I have a sql query in MySQL and I want an expression that matches with the string not between ‘<‘ and ‘>’. For example:
select '<span class="boldtext">collaboratively site</span> – regardless of platform or language' rlike 'expression looking for boldtext' ==> should return false because 'boldtext' locates inside a html tag
select '<span class="boldtext">collaboratively site</span> – regardless of platform or language' rlike 'expression looking for platform' ==> should return true because 'platform' locates outside a html tag
I tried with below but no luck. I guess because the ‘*’ is greedy.
select '...' rlike '[^[.<.]]?[^[.>.]]*platform[^[.<.]]*[^[.>.]]?' # This expression doesn't work
I knew that the expression would be like below if it’s run on a programming language like Ruby or PHP
'<span class="boldtext">collaboratively site</span> – regardless of platform or language' =~ /((?!<[^>]*))\bboldtext\1/ # => false
'<span class="boldtext">collaboratively site</span> – regardless of platform or language' =~ /((?!<[^>]*))\bplatform\1/ # => true
I found a similar post but I can’t rewrite it for my case.
Could you help me how to come up with the expression that matches string not inside html tag purpose (run in mysql rlike operator) ?
Unfortunately, regular expressions cannot reliably parse infinite-descent languages like HTML. You will want to use a proper HTML parser for this, and I doubt MySQL contains one.

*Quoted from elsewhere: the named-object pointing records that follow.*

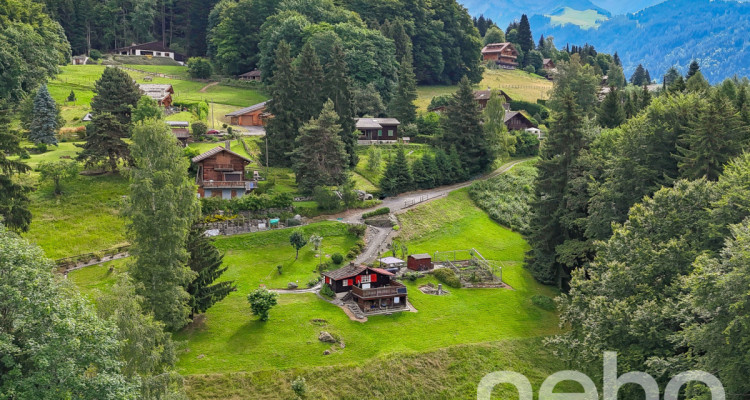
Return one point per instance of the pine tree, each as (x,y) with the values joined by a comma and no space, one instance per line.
(116,94)
(282,129)
(692,69)
(104,142)
(462,128)
(338,88)
(402,104)
(397,177)
(161,208)
(320,157)
(718,135)
(549,229)
(44,119)
(525,39)
(14,200)
(611,112)
(310,78)
(205,260)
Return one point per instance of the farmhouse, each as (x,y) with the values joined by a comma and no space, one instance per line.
(483,96)
(255,115)
(253,75)
(152,49)
(161,93)
(180,130)
(419,262)
(371,288)
(503,54)
(516,121)
(378,128)
(221,173)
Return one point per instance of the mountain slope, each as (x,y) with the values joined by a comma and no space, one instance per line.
(671,33)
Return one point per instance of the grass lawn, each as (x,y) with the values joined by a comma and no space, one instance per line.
(518,84)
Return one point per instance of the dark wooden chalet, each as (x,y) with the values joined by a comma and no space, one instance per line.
(373,289)
(503,54)
(419,262)
(483,96)
(516,121)
(378,128)
(221,173)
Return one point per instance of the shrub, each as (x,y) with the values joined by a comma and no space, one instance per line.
(543,302)
(374,213)
(326,291)
(447,276)
(337,258)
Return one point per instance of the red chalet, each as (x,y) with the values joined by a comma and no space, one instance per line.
(221,173)
(373,289)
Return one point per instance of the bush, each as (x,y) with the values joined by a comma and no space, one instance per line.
(543,302)
(199,68)
(379,211)
(326,291)
(337,258)
(448,277)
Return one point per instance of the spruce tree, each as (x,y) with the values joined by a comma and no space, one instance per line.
(310,78)
(611,113)
(462,128)
(550,225)
(116,94)
(320,157)
(338,88)
(161,209)
(402,104)
(44,118)
(281,130)
(717,136)
(104,142)
(205,260)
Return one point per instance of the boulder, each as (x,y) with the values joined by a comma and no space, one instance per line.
(326,337)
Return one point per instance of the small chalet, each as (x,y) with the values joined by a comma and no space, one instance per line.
(221,173)
(483,96)
(250,116)
(378,128)
(373,289)
(503,54)
(253,75)
(180,130)
(419,262)
(151,49)
(516,121)
(161,93)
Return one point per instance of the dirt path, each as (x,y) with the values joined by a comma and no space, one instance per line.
(204,88)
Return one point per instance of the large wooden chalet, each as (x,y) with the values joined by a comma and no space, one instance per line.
(373,289)
(503,54)
(255,115)
(221,173)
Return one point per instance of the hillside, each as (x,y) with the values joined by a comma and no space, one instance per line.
(669,34)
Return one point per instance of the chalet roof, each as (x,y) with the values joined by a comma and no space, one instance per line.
(251,74)
(246,110)
(497,47)
(156,91)
(423,256)
(345,272)
(376,123)
(216,150)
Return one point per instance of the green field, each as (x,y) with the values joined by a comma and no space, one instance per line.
(518,84)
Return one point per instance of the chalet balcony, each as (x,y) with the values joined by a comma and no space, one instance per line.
(393,289)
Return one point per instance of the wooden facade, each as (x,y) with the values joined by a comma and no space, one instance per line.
(221,173)
(503,54)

You might consider, if performing this operation in the DB is absolutely critical, creating another column that will contain only the textual representation of the HTML (again, using a proper parser to remove all of the tags) and set that when inserting/modifying the HTML itself. You will obviously need to keep them in sync, and this may be a pain, but it will simplify your queries immensely.